Jess's meanderings lead her to one of Ben's journalism contacts. She begins to think that his disappearance is linked to an investigation he hoped would be his big break as an investigative reporter. She fears that Ben is dead, perhaps murdered, though the club she visits, Le Petit Mort, is a different kind of expiration; in French its name means little death, an orgasm. Is there a link between this sex club and Ben's disappearance?

 

The Paris Apartment seeks to be a thriller, but is only partially successful.
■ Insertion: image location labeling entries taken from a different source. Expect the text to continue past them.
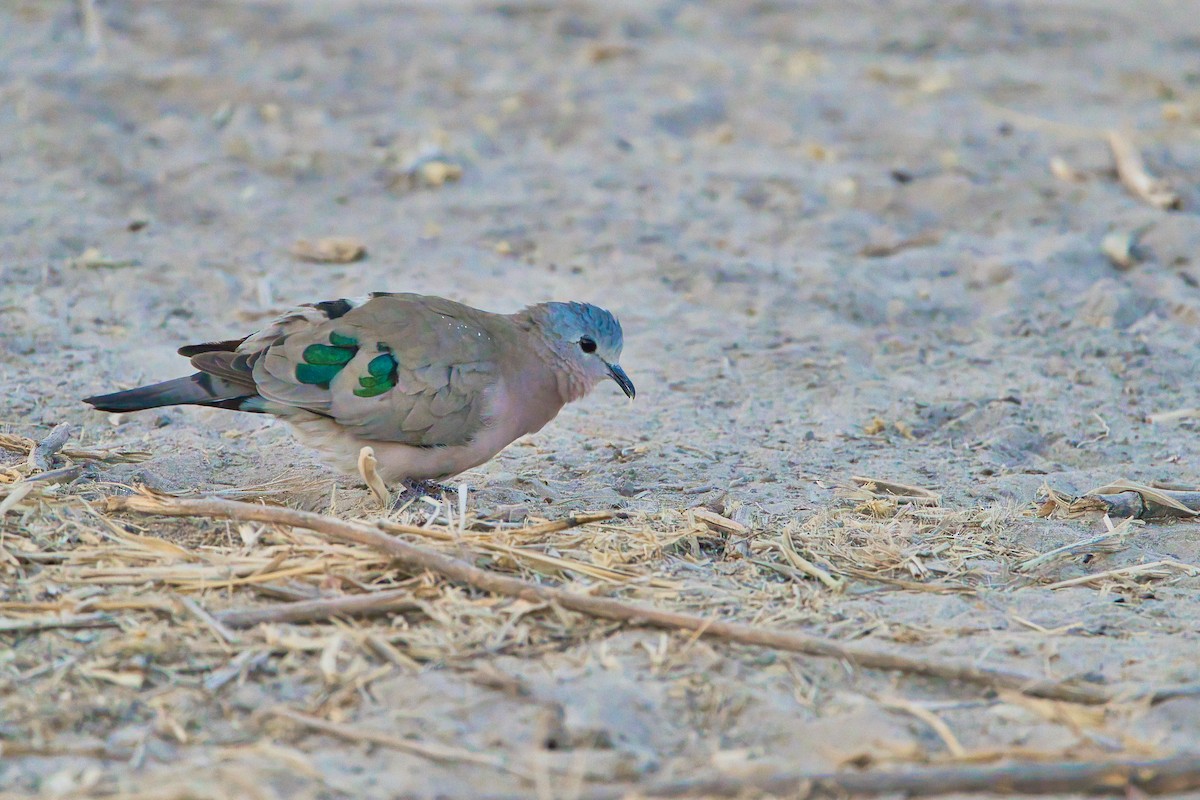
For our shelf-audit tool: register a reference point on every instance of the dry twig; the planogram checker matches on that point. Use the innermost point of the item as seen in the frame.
(1132, 172)
(311, 611)
(1158, 776)
(607, 608)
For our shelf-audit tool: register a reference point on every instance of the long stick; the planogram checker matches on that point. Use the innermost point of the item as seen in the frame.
(1161, 776)
(606, 608)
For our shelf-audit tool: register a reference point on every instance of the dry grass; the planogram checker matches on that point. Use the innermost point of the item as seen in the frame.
(114, 619)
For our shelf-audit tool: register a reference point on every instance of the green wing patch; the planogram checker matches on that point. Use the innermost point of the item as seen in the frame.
(381, 376)
(322, 362)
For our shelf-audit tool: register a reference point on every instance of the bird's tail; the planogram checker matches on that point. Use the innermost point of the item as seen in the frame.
(199, 389)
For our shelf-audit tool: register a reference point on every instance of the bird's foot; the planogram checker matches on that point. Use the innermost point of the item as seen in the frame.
(414, 491)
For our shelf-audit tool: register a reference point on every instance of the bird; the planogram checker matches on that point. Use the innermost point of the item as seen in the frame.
(433, 386)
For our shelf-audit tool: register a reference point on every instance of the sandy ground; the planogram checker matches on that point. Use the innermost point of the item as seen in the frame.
(837, 247)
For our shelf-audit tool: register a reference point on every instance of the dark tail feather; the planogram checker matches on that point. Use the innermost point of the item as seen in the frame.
(193, 390)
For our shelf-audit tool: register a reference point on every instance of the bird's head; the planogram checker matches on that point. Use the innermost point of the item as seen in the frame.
(588, 338)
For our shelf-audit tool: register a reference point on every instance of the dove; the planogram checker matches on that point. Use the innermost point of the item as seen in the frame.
(433, 386)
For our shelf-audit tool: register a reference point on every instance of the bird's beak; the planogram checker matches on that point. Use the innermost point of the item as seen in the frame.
(623, 380)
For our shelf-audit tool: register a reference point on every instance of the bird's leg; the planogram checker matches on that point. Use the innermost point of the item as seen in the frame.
(417, 489)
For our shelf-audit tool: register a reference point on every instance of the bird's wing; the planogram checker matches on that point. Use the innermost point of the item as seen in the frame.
(399, 367)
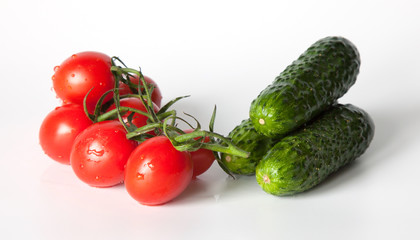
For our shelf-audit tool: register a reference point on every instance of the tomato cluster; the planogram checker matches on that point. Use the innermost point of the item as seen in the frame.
(91, 131)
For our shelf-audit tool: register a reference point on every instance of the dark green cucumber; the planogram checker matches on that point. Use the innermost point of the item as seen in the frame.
(321, 75)
(248, 139)
(306, 157)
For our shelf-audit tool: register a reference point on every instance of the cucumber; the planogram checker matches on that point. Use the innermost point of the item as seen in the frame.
(248, 139)
(307, 156)
(321, 75)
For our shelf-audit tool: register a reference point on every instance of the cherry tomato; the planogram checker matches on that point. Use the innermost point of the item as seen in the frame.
(81, 72)
(156, 94)
(100, 152)
(59, 129)
(138, 120)
(202, 158)
(156, 172)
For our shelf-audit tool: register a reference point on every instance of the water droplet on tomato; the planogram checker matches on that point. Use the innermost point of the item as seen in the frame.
(140, 176)
(98, 153)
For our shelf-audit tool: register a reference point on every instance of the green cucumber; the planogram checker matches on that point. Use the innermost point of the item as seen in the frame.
(248, 139)
(321, 75)
(307, 156)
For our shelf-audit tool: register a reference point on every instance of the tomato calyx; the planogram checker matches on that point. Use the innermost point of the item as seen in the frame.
(163, 122)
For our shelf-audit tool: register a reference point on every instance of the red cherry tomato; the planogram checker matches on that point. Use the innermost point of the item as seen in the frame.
(202, 158)
(156, 172)
(81, 72)
(156, 94)
(138, 120)
(59, 129)
(100, 152)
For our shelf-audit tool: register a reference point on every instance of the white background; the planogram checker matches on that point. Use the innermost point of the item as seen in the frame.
(223, 53)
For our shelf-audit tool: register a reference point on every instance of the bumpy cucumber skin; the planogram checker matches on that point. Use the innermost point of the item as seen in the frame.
(321, 75)
(306, 157)
(248, 139)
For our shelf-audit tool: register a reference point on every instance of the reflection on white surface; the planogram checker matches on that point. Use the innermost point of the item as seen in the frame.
(223, 53)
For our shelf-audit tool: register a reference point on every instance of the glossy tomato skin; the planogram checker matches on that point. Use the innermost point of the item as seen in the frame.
(156, 94)
(138, 120)
(156, 172)
(100, 152)
(59, 130)
(81, 72)
(202, 158)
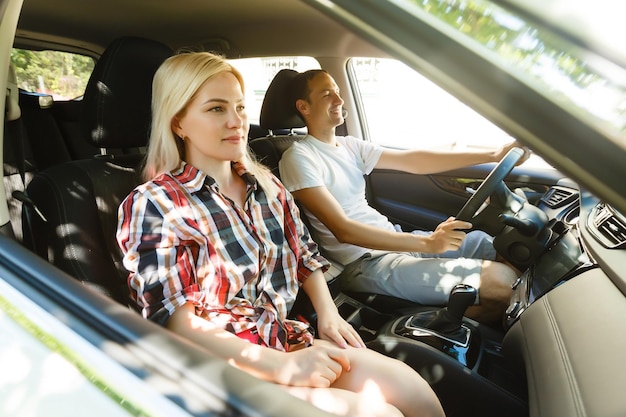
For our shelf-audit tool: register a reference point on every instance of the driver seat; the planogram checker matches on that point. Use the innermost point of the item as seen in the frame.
(278, 114)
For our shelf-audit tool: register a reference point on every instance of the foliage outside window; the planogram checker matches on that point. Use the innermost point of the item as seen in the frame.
(62, 75)
(575, 80)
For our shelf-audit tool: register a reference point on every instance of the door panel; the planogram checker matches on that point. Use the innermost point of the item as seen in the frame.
(424, 201)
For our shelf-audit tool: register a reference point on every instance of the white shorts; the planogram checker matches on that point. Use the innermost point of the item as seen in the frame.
(425, 279)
Foley relies upon too many obvious devices: being observed going into private areas of the apartment building, asking questions guaranteed to arouse distrust, mistaken identities, and insisting that her adult brother simply wouldn't vanish because he knew she was coming. Actually, she has qualities that suggest maybe he would split; she's a mess! Is it any wonder police officials dismiss her concerns? That, and a complete lack of any credible evidence.

 

To her credit, Foley resolves the police issue, but other aspects of the novel work against her. The mystery is eventually revealed, but after contrivances such as hysteria, ducking into a closet, a deus ex machina appearance, and an out of nowhere venture into family values. The warped ones make sense; the wholesome ones do not.

 

Too often The Paris Apartment reads like a nice treatment for a novel that didn't come to full realization. This being the second Lucy Foley novel I've read, I have come to believe that she, at age 36, simply hasn’t yet hit her stride as a writer. It's hard at times to separate Foley from Jess; we want more maturity from each and are disappointed when they don't deliver. In the case of the Jess, most of her actions are impulsive. That's fine if those qualities remain consistent, but are we to believe that her newly found life compass resulted from the shock she received? If so, add that to the contrivances list.

 

I would not categorize The Paris Apartment as a bad novel, but I would call it inconsequential. It moves along at a fast clip. It’s the sort of book you can polish off in a few sittings on cold winter nights, toss aside, and reach for something meatier.